Today, about 40,000 National Guard members are not vaccinated. About 22,000 Reserve members are not vaccinated. That is over 60,000 troops who the federal government counts on for national emergencies, national disasters like fires and hurricane response, as well as to backfill the active duty force during a time of war – all who will likely be kicked out of the service due to Austin’s vaccine mandate. Many have already lost pay and benefits and priceless federal military training required for readiness. Losing that many service members is a catastrophic blow to the military and its capabilities. In turn, the vaccine mandate has contributed to the recruitment crisis we are witnessing today. The mandate, in conjunction with woke policies and post 9/11 strategic and operational failures are why young Americans who are eligible to serve are saying “no thank you.”
On Tuesday, Congressman Mike Waltz (R-FL) along with 49 other representatives, sent a letter to the Pentagon requesting its leadership reconsider the COVID vaccine mandate that is having such a disastrous consequence on our fighting force.
“As a matter of national security, the capabilities and readiness of the fighting force, and respect for the personal rights of our men and women in uniform, we ask that you reconsider the Department’s COVID vaccine mandate…”

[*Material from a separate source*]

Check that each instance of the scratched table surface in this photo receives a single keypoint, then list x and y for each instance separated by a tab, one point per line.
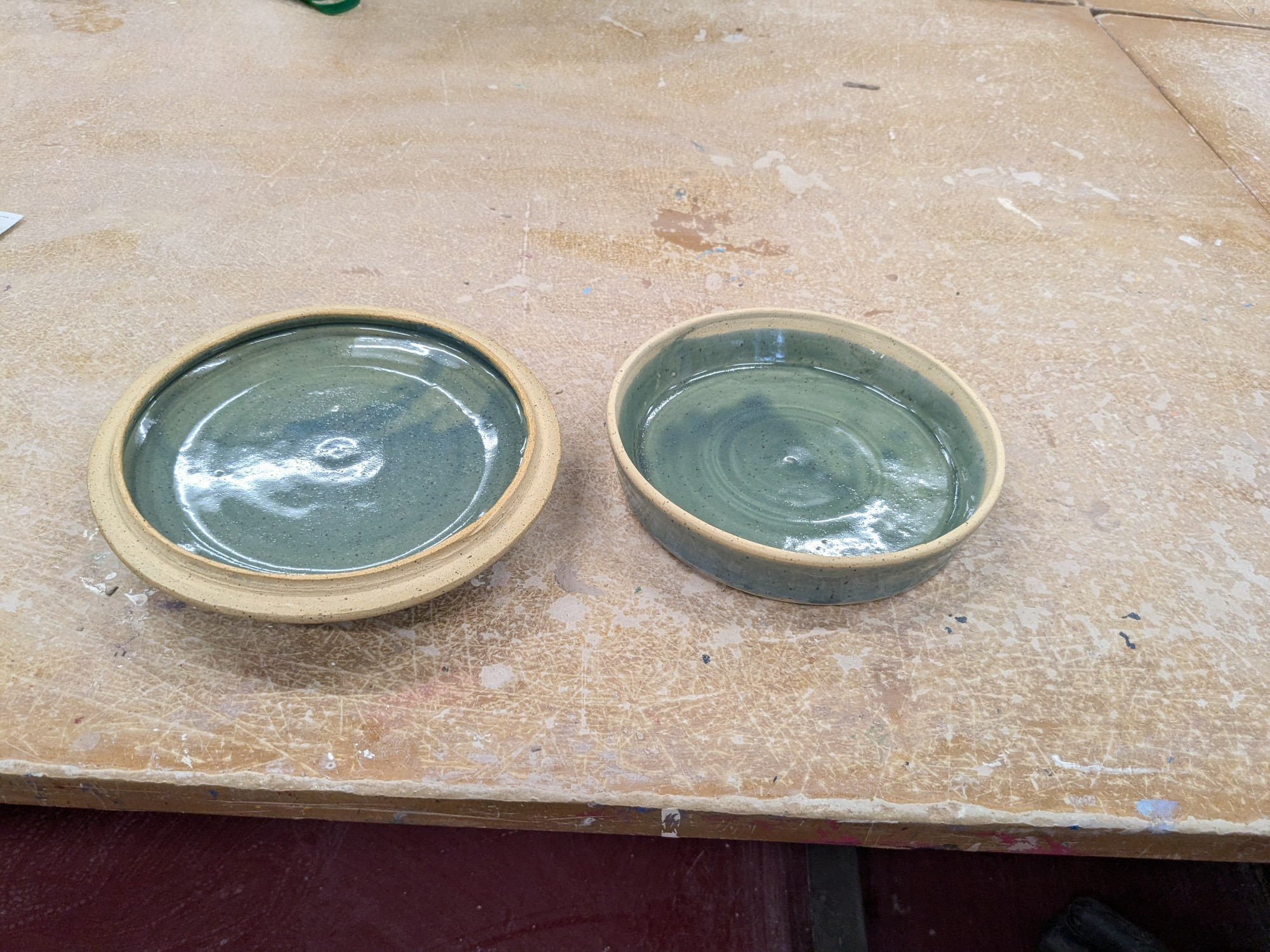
1219	78
996	182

This is a step to mitigate one of the issues, but it is merely treating one of the symptoms of the Austin problem. Secretary of Defense Loyd Austin could end this today. But he hasn’t — and based on this track record, he won’t. It’s time for Congress to come to this realization and demand Austin’s resignation.

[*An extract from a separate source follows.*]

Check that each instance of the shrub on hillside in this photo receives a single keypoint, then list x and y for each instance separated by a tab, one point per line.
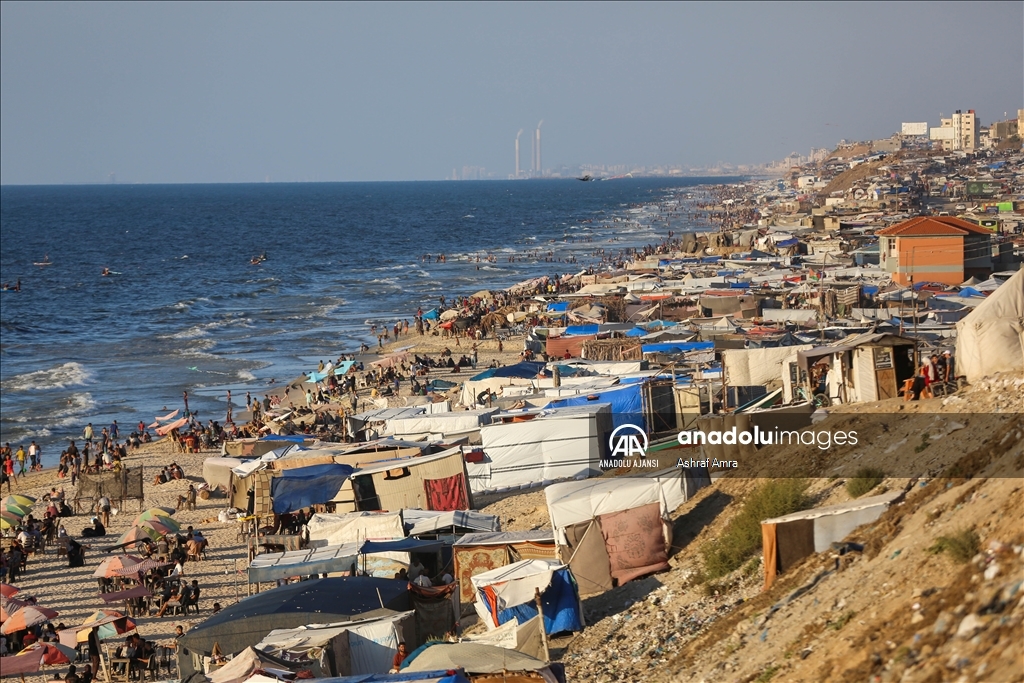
865	479
741	538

With over two years left in the Biden administration, there is still plenty of damage to be done. Our military institution is still salvageable, but not with Secretary Austin in the lead. A single resignation isn’t a magical fix, but it will allow someone else to tackle many of the issues Austin proved he could not.
Amber Smith is a former Pentagon official and U.S. Army Kiowa Warrior helicopter pilot and veteran of Iraq and Afghanistan. She is the author of ‘Danger Close’.